Des scientifiques recréent le chant d’un insecte depuis longtemps disparu pour aider à le retrouver
Après 150 ans passés en silence dans un musée, un étrange spécimen a de nouveau chanté sa rengaine. Des scientifiques ont recréé numériquement le son d’une espèce d’insecte disparue depuis 1869, en réalisant des scans 3D de ses ailes. Les spécificités de cette mélodie pourraient aider à retrouver des spécimens vivants dans la nature, s’il en reste.
Image d’entête : représentation artistique du Prophalangopsis obscura, un insecte qui n’est connu que par un seul spécimen collecté il y a 150 ans. (Charlie Woodrow)

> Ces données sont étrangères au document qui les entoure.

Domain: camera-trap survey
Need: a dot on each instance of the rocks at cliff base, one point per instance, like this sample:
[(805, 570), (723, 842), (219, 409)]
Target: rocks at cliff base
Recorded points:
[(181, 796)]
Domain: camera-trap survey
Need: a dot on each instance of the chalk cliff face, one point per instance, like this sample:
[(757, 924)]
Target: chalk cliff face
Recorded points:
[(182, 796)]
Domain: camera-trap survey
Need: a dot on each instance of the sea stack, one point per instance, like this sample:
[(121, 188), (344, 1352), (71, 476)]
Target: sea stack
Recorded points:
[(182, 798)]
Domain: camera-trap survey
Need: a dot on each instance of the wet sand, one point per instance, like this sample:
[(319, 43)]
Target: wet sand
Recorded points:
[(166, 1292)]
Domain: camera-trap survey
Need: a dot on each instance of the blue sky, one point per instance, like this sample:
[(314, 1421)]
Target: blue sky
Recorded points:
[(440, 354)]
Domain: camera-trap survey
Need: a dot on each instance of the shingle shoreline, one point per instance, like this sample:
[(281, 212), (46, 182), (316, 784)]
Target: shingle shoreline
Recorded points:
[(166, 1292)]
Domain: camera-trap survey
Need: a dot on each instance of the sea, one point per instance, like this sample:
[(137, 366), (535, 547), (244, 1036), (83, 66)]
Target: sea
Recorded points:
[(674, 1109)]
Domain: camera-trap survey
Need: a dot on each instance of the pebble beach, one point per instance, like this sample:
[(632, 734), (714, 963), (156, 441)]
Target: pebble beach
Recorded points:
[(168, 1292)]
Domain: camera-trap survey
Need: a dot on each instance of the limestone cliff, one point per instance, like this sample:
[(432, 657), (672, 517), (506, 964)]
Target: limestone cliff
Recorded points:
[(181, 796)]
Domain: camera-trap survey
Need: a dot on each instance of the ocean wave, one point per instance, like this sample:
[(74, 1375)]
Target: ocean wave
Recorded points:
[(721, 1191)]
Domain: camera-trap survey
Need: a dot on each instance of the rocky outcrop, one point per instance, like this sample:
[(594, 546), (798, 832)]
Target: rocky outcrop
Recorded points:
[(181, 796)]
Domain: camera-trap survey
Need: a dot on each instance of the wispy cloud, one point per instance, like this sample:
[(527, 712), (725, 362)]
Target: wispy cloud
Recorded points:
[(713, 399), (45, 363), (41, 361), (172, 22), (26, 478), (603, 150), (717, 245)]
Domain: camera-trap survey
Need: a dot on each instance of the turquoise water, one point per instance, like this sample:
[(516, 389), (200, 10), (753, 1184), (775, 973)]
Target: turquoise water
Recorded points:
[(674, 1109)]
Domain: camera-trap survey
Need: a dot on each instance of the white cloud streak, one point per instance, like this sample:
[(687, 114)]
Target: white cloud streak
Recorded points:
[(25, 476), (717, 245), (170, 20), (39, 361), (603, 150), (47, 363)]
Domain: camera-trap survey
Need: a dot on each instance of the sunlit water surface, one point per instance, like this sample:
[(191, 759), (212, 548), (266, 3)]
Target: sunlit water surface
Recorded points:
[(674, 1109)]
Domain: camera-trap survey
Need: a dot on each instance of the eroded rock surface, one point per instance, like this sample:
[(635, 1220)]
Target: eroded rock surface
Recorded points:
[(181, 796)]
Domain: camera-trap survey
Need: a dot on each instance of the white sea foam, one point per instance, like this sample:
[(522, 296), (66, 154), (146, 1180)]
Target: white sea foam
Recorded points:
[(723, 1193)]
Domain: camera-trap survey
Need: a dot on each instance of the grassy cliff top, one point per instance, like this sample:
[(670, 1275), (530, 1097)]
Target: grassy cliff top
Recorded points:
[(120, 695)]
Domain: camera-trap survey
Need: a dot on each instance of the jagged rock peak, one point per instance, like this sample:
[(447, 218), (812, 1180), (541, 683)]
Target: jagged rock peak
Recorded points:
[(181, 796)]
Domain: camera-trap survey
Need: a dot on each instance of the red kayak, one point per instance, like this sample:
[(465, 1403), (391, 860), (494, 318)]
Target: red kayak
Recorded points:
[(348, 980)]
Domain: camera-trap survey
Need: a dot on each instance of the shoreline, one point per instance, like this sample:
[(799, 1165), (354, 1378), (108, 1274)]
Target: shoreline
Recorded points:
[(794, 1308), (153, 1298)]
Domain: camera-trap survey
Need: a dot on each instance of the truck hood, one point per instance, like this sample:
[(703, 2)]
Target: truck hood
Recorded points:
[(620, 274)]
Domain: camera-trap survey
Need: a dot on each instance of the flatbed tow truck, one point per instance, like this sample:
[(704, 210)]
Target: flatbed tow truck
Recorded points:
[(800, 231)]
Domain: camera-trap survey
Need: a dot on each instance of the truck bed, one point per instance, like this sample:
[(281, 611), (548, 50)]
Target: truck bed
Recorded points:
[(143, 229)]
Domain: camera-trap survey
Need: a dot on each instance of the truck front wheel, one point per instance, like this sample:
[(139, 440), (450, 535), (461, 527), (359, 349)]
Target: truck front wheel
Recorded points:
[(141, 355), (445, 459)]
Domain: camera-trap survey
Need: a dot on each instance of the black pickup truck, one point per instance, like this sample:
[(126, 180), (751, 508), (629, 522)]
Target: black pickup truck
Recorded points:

Prophalangopsis obscura est une espèce de sauterelle (Tettigoniidae), mais on ne sait pas grand-chose à son sujet, car un seul spécimen a été collecté. L’holotype solitaire, un mâle de 10 cm de long, a été retrouvé quelque part en Inde au milieu du XIXe siècle, avant d’être donné au Musée d’histoire naturelle de Londres, où il a été décrit scientifiquement pour la première fois en 1869.
Le spécimen de P. obscura du Natural History Museum est le seul membre confirmé de son espèce. (The Trustees of the Natural History Museum, Londres)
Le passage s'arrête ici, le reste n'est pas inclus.